My Agency in My Own Safety

My Agency in My Own Safety April 27, 2021

There are few things as hotly contested in today’s world than the idea of personal safety. You are certainly thinking about your own safety all the time. And, not unrelated, much of our political and cultural discourse centers around individual safety.

Makes sense. Safety is important. Without it, you literally can’t do anything else. Safety is the lowest of Maslow’s hierarchy of needs, a foundation of human life. We cannot engage in higher pursuits until our safety is established.

So how do we establish safety? What does it look like? There is an increasing obsession with personal safety that entirely misses the point. It equates comfort with safety. Positive emotions are necessary to be “safe”. And while these may be important to consider, one great danger is that we never progress up the hierarchy of needs. We never get to the stuff that truly matters. We are shackled, relegated, and frozen to our obsession with this base level of need.

 

External

There are two ways in which we need to be safe. The first is a circumstantial safety. We need to be safe from external threats. We need shelter from storms, food for our bodies, and freedom from oppression and violence. When these things are denied us, we are indeed unsafe.

But that is just one of the arenas in which our safety relies. And, as we’ll see in the next section, the lesser of the two.

Unchecked, our desire for safety creeps into a never-ending black hole of desiring perfection. We cannot be “safe” until we are rich, in power, followed and supported unquestioningly, never exposed to challenging ideas. We need constant validation to feel safe. And we hold others accountable for that. “They” are responsible for my safety.

What we need to do is really, honestly assess what external safety looks like. What do we really need from the outside world in order to be safe? The answer will surely surprise you. You need very little from the outside world. Safety, in the end, is mostly a matter of perspective.

 

Internal 

What is commonly missing in the modern discourse on personal safety is the personal responsibility we each have for establishing our own safety. By this, I don’t mean you are responsible for making the external world what you believe it to be. That is still an external perspective. Our internal safety is mostly an internal issue. 

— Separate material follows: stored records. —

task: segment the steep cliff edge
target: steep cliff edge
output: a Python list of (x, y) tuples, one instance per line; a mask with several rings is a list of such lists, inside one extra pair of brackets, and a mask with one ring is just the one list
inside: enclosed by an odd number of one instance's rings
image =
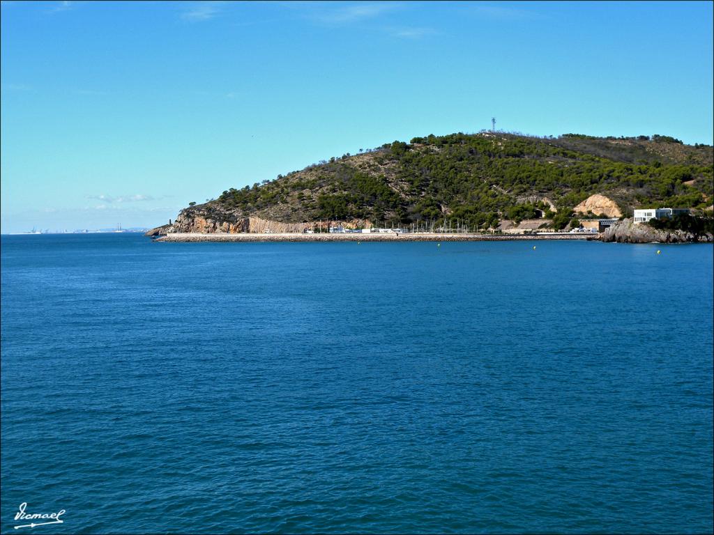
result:
[(645, 204), (709, 205), (713, 148), (655, 137), (481, 132), (394, 141), (231, 188), (150, 234), (301, 232), (320, 221), (483, 229), (555, 213), (560, 229), (579, 217), (573, 212), (618, 217)]
[(710, 233), (694, 234), (684, 230), (660, 230), (653, 228), (646, 223), (635, 224), (631, 218), (606, 228), (600, 239), (603, 242), (621, 243), (688, 243), (692, 242), (711, 242), (714, 236)]

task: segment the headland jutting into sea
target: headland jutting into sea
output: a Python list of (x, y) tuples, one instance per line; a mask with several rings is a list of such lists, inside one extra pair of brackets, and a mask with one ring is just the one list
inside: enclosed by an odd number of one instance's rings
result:
[(232, 234), (201, 234), (198, 233), (173, 233), (155, 240), (157, 242), (474, 242), (508, 241), (523, 240), (595, 240), (593, 235), (554, 234), (513, 235), (498, 234), (431, 234), (396, 233), (379, 234), (257, 234), (236, 233)]

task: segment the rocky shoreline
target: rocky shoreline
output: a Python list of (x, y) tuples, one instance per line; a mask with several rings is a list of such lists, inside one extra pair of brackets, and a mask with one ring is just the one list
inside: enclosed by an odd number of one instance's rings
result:
[(660, 230), (644, 223), (635, 224), (631, 218), (618, 221), (600, 235), (603, 242), (620, 243), (711, 243), (711, 234), (693, 234), (684, 230)]
[(473, 242), (473, 241), (522, 241), (542, 240), (590, 240), (597, 238), (585, 234), (558, 234), (555, 235), (513, 235), (498, 234), (200, 234), (197, 233), (171, 233), (156, 238), (156, 242)]

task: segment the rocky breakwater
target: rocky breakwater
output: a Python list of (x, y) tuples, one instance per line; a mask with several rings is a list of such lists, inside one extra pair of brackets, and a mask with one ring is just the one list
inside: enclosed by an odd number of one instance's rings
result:
[(693, 242), (711, 242), (714, 237), (710, 233), (694, 234), (684, 230), (658, 230), (646, 223), (637, 223), (631, 218), (606, 228), (600, 234), (603, 242), (621, 243), (691, 243)]

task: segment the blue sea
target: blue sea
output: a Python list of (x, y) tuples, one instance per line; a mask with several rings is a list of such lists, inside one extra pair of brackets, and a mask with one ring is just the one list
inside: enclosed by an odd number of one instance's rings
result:
[(711, 245), (0, 243), (3, 533), (713, 530)]

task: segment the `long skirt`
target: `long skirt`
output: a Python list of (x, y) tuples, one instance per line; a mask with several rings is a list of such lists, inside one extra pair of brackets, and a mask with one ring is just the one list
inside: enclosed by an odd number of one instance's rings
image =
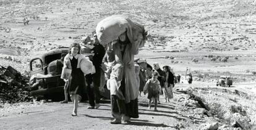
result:
[[(121, 89), (124, 94), (124, 80), (121, 81)], [(112, 95), (111, 99), (113, 115), (124, 114), (130, 118), (139, 118), (138, 98), (130, 100), (128, 104), (126, 104), (124, 100), (121, 100), (114, 95)]]
[(167, 82), (164, 83), (164, 88), (163, 89), (164, 97), (164, 99), (165, 98), (173, 99), (173, 84), (170, 84), (169, 87), (168, 86), (168, 83)]

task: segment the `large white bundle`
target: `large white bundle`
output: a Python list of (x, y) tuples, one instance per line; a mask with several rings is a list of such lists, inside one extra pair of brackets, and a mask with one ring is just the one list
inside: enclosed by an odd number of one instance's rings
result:
[(95, 73), (95, 68), (93, 63), (88, 57), (82, 60), (80, 67), (82, 71), (83, 71), (85, 75), (89, 73), (93, 74)]
[(105, 47), (108, 43), (117, 39), (118, 36), (126, 31), (137, 54), (139, 47), (144, 46), (148, 34), (143, 25), (131, 21), (126, 16), (112, 15), (100, 21), (96, 27), (98, 39)]

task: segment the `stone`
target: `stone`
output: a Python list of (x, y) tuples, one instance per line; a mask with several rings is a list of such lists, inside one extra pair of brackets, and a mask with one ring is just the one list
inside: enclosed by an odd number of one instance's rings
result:
[(198, 129), (201, 130), (217, 130), (219, 128), (219, 124), (218, 122), (202, 124), (199, 126)]
[(197, 108), (193, 110), (194, 113), (203, 115), (206, 110), (203, 108)]

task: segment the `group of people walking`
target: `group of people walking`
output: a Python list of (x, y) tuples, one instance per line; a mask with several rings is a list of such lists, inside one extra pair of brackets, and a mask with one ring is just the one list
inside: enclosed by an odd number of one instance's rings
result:
[[(111, 124), (126, 123), (131, 118), (139, 118), (138, 97), (142, 91), (148, 94), (149, 108), (151, 101), (155, 102), (155, 111), (158, 111), (160, 94), (163, 94), (166, 102), (173, 98), (174, 78), (169, 66), (164, 66), (162, 70), (157, 63), (150, 68), (147, 63), (134, 61), (134, 55), (139, 53), (139, 47), (143, 46), (148, 35), (142, 25), (127, 17), (113, 15), (97, 25), (93, 35), (94, 47), (88, 49), (93, 52), (92, 57), (83, 55), (85, 51), (81, 53), (79, 44), (71, 44), (61, 73), (61, 78), (66, 81), (66, 98), (61, 103), (67, 103), (69, 93), (74, 102), (72, 116), (77, 115), (82, 92), (87, 93), (88, 108), (99, 108), (100, 91), (105, 84), (110, 91), (114, 118)], [(82, 41), (85, 46), (90, 41), (88, 38)], [(86, 65), (81, 65), (86, 60)], [(85, 70), (85, 67), (87, 67)], [(95, 71), (88, 72), (87, 69), (92, 68)]]
[[(99, 43), (96, 34), (93, 37), (94, 47), (89, 49), (94, 54), (90, 59), (95, 69), (93, 73), (85, 75), (81, 70), (80, 62), (86, 57), (81, 53), (80, 44), (71, 44), (69, 53), (64, 58), (61, 78), (66, 81), (65, 100), (61, 103), (68, 102), (69, 94), (74, 102), (72, 116), (77, 115), (78, 104), (84, 92), (89, 100), (87, 108), (100, 107), (99, 88), (103, 75), (105, 76), (103, 79), (110, 90), (112, 115), (114, 118), (111, 124), (127, 123), (130, 118), (139, 118), (140, 92), (148, 94), (150, 109), (151, 102), (155, 102), (155, 111), (158, 111), (160, 94), (163, 95), (165, 102), (173, 98), (174, 76), (170, 67), (166, 65), (162, 70), (158, 63), (155, 63), (153, 68), (148, 68), (147, 63), (145, 66), (142, 62), (134, 62), (134, 54), (130, 49), (132, 45), (126, 33), (120, 35), (118, 40), (109, 44), (106, 50)], [(83, 41), (83, 44), (88, 42), (84, 39)], [(136, 67), (139, 67), (139, 71), (135, 71)], [(101, 75), (102, 72), (106, 75)]]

This may sound crazy. But feeling safe is a choice. You take in the data, the evidence around you and decide whether or not you are safe. You cannot decide if things affect you, but there is a point where you can decide how much things affect you.

In order to truly be safe, you do not need circumstances to be what you most want them to be. What you need is a perspective that what you are, what you say, and what you do matters. External realities can make that very easy to very difficult, but at the end of the day you are the only one who can determine if and when you believe your own worth. 

Courage and character are, in a way, examples of choosing to be safe when the external circumstances are dangerous and harmful. Peace is not an absence of fear; it is a mastery of it. The ability to not allow fear to hijack our choices.

I know the world is a crazy place and things are increasingly dangerous. You don’t need them to be any different. You can (and should) fight for them to be different, not for the sake of your own foundation of safety but for the collective betterment of the world at large. You’re safe when you deem yourself so. Safety is not about physical comfort, it is about internal assessment. It is not about avoiding negative circumstances, it is about exercising one’s character in any and all contexts. It is the freedom to make your choices, which can never fully be taken away from you. Although you cannot control the outcomes, you can steward the opportunities. And that is the foundation of safety, and hope, we all need.